No one has thrown down the race card. I don't think we need to go there. The laws in THIS case don't discriminate on race-- only on GENDER, (and then, only PREGNANT and female), then which is enough of a problem right there. The situations are complicated enough without bringing race into the conversation. IMO.

I'll say it again. The "pro life" political agenda driving these horrendous laws and policies, IMO, is akin to many parts of the world where women experience tremendous human rights violations, such as under the Taliban. I have spent an extended amount of time in the middle east, and the overwhelming and pervasive need of the cultural and religious leaders in that region to "control" and oppress women comes back to me every single time I contemplate what is going on here with the political pro life agenda. It's gender oppression, cloaked in "religious right" politics. IMO. And it's sickening, and frightening, IMO.
 
  • #695
http://www.thaddeuspope.com/futilitycases.html

Woohooo! The very first cases listed are that of Jahi McMath. :heavysarcasm:

I haven't read through them all. I just know of the ones considered major decisions. Good luck! :)
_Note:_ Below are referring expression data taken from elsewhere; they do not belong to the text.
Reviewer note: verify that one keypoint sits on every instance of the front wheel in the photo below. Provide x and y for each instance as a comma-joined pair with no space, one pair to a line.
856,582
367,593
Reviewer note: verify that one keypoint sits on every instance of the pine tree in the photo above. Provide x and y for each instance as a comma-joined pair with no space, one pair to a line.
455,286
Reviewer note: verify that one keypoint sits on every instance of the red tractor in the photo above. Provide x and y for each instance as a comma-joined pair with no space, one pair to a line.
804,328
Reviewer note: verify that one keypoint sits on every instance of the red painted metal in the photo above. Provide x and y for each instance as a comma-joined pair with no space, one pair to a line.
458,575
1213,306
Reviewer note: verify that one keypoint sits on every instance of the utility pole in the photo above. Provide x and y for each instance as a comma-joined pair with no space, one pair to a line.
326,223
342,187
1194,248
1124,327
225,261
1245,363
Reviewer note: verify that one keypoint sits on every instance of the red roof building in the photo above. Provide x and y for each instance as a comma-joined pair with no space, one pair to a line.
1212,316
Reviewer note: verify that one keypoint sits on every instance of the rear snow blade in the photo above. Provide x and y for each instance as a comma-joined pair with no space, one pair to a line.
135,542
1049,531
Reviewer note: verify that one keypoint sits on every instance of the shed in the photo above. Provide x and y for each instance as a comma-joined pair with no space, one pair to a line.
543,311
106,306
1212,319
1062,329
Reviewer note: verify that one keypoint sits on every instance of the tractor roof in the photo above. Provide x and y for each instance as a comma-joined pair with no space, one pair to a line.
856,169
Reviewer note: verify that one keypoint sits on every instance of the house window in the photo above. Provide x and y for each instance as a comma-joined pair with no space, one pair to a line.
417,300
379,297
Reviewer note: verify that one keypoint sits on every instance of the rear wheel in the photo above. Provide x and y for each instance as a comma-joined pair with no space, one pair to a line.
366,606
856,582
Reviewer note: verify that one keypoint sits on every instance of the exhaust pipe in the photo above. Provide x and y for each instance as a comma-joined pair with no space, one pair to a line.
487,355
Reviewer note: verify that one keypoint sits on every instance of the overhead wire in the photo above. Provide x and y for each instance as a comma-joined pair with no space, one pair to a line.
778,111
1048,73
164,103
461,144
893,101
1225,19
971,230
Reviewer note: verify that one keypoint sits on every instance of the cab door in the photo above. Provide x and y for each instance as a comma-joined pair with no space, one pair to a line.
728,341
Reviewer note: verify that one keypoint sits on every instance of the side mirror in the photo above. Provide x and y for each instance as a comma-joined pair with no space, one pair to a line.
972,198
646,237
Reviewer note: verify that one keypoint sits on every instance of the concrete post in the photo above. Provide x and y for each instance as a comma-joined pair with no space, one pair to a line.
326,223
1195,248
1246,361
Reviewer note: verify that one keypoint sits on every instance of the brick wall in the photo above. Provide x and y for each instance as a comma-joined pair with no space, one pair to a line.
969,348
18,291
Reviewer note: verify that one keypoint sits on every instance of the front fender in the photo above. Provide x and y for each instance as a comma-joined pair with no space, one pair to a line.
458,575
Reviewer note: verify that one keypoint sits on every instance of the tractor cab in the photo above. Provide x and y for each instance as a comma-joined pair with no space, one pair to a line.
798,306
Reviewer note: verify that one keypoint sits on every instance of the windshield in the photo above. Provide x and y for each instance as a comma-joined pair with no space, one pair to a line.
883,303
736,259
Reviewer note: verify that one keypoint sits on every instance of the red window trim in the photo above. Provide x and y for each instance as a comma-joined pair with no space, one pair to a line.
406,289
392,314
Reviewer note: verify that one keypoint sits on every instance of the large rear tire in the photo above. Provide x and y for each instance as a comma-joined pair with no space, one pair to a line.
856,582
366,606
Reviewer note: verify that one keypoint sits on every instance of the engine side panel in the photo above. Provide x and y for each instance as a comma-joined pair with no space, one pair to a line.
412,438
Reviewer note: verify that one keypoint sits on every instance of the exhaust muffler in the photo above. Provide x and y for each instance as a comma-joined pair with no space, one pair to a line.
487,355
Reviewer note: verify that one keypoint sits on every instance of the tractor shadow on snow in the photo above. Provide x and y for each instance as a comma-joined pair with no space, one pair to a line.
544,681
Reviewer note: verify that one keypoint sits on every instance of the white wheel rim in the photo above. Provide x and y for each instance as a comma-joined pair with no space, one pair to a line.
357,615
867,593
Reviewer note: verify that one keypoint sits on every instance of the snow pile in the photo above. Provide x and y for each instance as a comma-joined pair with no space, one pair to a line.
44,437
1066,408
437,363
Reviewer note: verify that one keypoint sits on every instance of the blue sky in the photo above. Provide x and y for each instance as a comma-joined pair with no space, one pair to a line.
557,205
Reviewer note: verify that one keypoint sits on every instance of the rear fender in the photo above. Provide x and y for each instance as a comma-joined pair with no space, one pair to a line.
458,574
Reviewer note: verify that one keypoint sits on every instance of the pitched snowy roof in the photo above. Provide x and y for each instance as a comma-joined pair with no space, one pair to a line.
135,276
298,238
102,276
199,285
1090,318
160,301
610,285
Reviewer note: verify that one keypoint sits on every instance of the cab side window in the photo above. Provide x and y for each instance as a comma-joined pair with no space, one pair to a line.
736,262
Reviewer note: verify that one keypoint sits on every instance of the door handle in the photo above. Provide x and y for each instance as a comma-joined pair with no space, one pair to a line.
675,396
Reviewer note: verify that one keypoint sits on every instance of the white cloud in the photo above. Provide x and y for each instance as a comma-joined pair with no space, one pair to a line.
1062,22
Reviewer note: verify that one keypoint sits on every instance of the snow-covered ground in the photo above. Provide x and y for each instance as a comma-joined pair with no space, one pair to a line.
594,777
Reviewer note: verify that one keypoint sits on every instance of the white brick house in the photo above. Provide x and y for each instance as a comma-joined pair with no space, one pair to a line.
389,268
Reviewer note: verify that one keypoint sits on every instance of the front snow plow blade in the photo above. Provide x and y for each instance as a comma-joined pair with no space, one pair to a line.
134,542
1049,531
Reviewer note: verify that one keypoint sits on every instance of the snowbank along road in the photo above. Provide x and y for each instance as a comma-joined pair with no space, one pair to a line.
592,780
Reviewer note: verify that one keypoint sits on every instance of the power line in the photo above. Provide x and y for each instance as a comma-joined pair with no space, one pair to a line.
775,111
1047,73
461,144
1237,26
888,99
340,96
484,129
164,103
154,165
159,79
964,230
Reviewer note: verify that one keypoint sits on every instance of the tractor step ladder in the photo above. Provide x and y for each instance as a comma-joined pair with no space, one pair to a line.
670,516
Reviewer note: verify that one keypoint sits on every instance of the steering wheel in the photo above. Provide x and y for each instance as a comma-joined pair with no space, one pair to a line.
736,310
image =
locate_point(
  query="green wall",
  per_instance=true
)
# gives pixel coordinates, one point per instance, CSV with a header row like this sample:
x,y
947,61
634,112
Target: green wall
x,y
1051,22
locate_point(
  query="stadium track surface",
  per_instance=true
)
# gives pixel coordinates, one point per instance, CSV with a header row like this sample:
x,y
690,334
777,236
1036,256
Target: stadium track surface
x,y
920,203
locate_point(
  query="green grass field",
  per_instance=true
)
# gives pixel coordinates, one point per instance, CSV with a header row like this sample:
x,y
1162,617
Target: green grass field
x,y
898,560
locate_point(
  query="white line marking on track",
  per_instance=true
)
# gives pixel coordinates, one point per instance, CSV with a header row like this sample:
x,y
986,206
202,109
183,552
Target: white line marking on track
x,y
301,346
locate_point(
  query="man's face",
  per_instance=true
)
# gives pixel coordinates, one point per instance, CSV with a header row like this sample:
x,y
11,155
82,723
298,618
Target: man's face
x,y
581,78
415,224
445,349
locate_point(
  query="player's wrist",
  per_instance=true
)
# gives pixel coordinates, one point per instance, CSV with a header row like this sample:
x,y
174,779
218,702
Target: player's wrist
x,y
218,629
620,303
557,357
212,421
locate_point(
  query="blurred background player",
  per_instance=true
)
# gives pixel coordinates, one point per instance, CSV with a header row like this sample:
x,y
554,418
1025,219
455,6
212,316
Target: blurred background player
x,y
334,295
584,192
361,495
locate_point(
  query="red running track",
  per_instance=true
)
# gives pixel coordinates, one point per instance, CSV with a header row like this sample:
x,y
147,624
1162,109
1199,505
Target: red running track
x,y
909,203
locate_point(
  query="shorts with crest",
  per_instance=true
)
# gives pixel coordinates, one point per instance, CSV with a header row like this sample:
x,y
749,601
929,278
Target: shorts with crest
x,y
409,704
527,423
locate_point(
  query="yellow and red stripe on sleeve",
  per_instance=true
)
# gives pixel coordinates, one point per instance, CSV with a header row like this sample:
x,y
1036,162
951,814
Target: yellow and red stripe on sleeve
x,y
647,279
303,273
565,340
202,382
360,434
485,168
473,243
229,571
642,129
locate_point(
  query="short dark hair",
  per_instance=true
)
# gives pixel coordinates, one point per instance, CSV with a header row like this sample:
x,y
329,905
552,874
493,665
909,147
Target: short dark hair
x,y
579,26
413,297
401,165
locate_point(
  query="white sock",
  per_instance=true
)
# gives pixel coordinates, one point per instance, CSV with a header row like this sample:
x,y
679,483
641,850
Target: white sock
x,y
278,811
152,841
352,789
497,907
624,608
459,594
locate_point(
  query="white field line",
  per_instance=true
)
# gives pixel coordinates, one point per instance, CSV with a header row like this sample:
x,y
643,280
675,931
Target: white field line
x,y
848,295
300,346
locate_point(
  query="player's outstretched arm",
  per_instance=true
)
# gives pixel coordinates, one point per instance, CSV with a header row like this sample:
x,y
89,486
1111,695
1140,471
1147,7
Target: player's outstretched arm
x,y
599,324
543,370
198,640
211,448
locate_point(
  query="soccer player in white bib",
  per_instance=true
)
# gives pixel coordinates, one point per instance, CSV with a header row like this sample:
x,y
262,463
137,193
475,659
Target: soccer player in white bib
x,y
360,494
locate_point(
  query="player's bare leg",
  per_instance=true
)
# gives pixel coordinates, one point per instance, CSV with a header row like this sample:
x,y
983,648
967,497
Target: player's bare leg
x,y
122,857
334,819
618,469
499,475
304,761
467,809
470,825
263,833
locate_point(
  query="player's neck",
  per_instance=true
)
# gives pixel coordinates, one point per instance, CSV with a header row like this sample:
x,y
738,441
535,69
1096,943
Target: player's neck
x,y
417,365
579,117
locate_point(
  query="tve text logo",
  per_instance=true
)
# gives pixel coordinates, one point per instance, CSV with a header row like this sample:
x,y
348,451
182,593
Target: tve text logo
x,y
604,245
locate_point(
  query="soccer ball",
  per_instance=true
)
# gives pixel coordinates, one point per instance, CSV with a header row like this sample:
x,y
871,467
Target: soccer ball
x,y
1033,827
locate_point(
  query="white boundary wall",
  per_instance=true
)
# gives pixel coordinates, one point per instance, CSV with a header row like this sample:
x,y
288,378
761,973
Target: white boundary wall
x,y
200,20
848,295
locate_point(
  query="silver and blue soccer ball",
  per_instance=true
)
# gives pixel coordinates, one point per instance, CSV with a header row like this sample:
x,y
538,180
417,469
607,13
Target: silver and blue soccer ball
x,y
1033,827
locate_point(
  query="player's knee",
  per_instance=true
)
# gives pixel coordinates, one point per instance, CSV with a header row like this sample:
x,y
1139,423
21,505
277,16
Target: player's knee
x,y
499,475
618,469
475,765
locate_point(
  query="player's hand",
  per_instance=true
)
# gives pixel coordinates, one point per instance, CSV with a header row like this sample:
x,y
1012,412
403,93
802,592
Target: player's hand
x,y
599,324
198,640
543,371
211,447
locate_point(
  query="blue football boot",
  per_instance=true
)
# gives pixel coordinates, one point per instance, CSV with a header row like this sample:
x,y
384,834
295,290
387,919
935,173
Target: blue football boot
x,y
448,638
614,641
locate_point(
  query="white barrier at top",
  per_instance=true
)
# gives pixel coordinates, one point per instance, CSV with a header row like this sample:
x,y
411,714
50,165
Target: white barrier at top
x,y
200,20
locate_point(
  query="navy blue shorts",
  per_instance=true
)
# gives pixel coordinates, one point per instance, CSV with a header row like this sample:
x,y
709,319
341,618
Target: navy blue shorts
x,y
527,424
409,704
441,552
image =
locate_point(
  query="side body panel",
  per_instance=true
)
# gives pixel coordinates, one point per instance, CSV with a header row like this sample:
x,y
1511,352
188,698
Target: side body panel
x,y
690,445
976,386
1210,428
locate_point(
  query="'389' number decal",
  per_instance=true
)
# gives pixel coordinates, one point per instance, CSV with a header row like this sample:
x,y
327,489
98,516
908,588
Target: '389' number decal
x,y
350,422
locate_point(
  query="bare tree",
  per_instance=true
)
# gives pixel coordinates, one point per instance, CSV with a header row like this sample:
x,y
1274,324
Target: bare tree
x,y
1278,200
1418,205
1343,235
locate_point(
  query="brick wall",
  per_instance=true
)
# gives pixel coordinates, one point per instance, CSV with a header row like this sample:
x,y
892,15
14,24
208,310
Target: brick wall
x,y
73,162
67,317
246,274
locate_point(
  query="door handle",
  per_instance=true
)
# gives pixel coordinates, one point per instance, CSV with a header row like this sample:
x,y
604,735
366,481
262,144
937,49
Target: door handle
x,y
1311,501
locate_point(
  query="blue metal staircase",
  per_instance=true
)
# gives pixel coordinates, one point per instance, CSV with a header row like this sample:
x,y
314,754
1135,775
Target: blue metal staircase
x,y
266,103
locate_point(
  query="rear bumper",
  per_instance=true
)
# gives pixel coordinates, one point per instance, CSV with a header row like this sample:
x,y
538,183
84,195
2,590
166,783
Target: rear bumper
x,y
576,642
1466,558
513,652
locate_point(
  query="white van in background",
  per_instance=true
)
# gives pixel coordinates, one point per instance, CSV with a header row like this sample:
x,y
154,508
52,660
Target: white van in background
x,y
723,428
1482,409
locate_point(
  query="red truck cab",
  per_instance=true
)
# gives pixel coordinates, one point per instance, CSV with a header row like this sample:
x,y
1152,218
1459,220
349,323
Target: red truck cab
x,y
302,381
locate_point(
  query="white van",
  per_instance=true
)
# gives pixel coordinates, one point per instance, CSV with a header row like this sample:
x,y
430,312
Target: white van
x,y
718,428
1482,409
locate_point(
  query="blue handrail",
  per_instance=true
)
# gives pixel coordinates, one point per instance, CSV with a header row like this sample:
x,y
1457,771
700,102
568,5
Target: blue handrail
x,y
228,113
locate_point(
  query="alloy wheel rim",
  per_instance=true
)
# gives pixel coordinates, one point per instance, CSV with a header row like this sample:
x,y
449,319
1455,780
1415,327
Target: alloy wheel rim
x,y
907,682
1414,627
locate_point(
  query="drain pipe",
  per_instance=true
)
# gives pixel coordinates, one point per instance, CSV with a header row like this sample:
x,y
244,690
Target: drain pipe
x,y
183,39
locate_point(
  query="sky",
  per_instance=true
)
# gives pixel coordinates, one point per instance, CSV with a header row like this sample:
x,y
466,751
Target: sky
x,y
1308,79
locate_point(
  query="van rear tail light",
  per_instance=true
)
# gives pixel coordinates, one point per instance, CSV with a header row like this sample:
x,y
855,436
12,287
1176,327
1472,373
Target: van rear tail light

The only cases that are relevant are Texas cases. The first two are from 2005. One is the Sun Hudson case and it looks like it decided nothing as the appeal was won only on the issue of the judge's recusal. The trial court again denied the injunction and the mother failed to appeal that second decision, so life support ceased: http://www.google.com/url?sa=t&rct=j&q=&esrc=s&source=web&cd=1&ved=0CCcQFjAA&url=http%3A%2F%2Fwww.childrensmercy.org%2Fcontent%2FuploadedFiles%2FRIGHT%2520TO%2520DIE.pdf&ei=surhUsvlK9GhogSm5ICwBg&usg=AFQjCNG8RNRi8su4KwbepFocsKA0JQ0Ekg&sig2=i96kRzoN7I0nLS79hZLTtA&bvm=bv.59930103,d.cGU

It appears, however, that the medical futility cases have to do with the hospital's right to discontinue life saving measure, not their duty to discontinue such measures. I think it comes down to what their ethics board determines and while the medical futility statute may provide some peripheral support for taking Munoz off life support, I can't say that's the central argument.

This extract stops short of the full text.